The Domestic Violence Treatment Court was developed in 2000. It is a therapeutic alternative that helps motivate offenders to take responsibility for the violent behaviour early in the justice system process and to understand and ‘unlearn’ this behaviour. At the same time, it uses the authority of judges to monitor the behaviour of offenders in order to maximize the safety of victims. The DVTO Court has a specialized caseload and is handled by dedicated judges and key partners such as RCMP, Public Prosecution Service of Canada, Family and Children Services, Probation and Victim Services. The goals of the court are as follows:

Signatories are: Health and Social Services, Justice Canada (who represented the Public Prosecution in 1998), Department of Justice, Yukon, Department of Education, Yukon and RCMP.

Coordinating Mechanisms

Coordinating Committees

Framework Committee on Domestic Violence and Sexual Assault

In response to Sharing common Ground: Review of Yukon’s Police Force, an interagency working group was created, including representatives from Justice, First Nations, women’s organizations, RCMP, medical professionals and PPSC to develop a comprehensive framework for responding to domestic violence and sexualized assault.

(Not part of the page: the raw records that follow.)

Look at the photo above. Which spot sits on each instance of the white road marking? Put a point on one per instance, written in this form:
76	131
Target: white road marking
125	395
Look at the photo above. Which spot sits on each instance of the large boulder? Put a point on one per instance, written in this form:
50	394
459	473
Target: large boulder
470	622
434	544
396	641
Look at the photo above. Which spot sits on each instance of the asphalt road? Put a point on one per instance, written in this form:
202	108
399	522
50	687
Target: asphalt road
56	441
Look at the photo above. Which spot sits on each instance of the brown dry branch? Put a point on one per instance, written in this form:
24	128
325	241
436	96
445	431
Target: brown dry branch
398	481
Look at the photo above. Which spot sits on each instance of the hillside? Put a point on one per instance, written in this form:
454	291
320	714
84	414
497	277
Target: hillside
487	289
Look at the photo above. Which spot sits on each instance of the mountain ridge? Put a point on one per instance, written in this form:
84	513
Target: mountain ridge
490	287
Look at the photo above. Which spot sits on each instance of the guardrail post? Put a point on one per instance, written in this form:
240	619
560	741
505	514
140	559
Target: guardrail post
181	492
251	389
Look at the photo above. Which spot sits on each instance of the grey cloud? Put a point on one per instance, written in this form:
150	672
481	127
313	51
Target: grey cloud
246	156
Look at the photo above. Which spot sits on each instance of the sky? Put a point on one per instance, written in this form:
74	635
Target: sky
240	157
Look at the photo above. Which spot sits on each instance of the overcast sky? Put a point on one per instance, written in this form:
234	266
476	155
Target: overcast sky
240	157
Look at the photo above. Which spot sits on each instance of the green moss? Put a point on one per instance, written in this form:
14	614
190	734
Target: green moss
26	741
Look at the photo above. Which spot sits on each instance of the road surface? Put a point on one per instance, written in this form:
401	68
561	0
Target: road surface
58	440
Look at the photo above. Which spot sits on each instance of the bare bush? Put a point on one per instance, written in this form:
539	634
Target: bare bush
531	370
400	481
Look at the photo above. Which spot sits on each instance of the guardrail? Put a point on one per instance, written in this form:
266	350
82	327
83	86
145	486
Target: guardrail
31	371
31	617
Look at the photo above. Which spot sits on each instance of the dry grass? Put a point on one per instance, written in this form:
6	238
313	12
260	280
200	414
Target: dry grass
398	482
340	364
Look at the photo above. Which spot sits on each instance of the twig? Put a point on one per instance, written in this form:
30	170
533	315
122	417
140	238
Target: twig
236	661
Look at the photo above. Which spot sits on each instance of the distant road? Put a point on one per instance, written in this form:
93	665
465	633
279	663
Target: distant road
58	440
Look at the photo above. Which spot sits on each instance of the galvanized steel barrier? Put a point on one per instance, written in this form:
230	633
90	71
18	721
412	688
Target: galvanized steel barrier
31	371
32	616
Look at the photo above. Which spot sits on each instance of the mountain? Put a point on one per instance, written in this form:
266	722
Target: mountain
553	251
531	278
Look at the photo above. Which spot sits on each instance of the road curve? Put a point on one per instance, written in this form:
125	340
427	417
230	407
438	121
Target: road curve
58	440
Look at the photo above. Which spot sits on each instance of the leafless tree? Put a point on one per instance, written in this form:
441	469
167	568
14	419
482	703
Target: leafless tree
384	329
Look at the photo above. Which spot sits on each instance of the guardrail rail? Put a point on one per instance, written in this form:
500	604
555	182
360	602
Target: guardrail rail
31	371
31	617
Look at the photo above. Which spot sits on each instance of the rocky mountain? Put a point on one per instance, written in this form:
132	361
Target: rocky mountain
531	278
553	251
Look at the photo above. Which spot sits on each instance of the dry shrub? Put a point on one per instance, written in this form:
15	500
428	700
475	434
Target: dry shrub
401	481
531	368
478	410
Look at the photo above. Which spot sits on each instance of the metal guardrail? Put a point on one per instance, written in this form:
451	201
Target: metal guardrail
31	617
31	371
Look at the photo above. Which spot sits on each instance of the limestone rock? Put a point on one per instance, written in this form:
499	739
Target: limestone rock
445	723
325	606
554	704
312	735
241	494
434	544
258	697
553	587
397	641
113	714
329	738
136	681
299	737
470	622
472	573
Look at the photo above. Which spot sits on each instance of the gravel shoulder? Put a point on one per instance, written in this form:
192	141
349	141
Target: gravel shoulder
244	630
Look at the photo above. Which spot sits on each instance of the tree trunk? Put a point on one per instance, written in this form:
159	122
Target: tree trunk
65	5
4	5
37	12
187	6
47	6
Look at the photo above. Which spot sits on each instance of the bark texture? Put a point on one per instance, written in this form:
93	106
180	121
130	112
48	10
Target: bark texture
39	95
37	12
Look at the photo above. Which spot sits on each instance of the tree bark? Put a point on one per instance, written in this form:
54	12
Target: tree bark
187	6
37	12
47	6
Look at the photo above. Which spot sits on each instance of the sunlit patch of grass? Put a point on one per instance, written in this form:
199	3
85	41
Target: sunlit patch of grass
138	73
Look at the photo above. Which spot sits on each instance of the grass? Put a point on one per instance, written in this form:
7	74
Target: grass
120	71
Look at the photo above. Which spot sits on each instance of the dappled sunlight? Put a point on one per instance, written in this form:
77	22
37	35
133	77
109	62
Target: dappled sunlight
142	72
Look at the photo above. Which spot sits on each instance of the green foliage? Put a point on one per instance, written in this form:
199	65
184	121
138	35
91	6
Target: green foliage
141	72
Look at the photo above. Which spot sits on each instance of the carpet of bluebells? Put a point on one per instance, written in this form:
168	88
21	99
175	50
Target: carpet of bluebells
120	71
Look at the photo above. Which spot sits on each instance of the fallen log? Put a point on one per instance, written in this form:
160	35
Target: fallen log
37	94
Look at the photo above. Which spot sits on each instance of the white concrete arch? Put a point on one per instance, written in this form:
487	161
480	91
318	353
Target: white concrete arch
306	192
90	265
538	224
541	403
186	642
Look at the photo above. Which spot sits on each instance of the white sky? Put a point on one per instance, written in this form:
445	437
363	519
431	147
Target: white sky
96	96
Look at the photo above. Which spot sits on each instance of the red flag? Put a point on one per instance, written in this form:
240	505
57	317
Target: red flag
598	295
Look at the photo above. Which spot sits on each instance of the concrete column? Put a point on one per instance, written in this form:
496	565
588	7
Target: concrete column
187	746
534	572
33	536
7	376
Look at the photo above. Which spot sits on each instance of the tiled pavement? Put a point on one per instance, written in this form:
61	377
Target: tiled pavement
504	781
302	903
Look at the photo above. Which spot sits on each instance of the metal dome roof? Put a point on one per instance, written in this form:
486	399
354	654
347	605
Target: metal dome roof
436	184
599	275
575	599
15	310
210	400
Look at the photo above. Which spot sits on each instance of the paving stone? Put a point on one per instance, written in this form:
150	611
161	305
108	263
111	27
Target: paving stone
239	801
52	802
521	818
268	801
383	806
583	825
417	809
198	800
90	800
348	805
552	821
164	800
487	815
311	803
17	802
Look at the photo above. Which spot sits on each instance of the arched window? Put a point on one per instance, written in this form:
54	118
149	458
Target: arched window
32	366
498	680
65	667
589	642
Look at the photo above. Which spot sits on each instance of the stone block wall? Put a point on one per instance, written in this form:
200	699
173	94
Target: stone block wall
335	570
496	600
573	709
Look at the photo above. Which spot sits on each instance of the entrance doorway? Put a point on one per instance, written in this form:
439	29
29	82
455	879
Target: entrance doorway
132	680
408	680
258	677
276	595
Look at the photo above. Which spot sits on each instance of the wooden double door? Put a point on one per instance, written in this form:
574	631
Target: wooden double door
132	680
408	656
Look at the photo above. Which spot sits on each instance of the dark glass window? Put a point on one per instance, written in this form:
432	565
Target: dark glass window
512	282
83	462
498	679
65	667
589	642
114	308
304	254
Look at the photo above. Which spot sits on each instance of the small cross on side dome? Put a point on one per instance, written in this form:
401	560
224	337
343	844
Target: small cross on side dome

Family Violence Action Plans

Victim’s of Crime Strategy

The Victims of Crime Strategy is a framework document that will guide Government of Yukon programs and services for victims of crime, and assist in furthering work with partners to address the needs of victims of crime. The strategy explores ways to enhance programming and services, paying special attention to addressing violence against women. It will help examine legislative options that will provide greater rights for victims.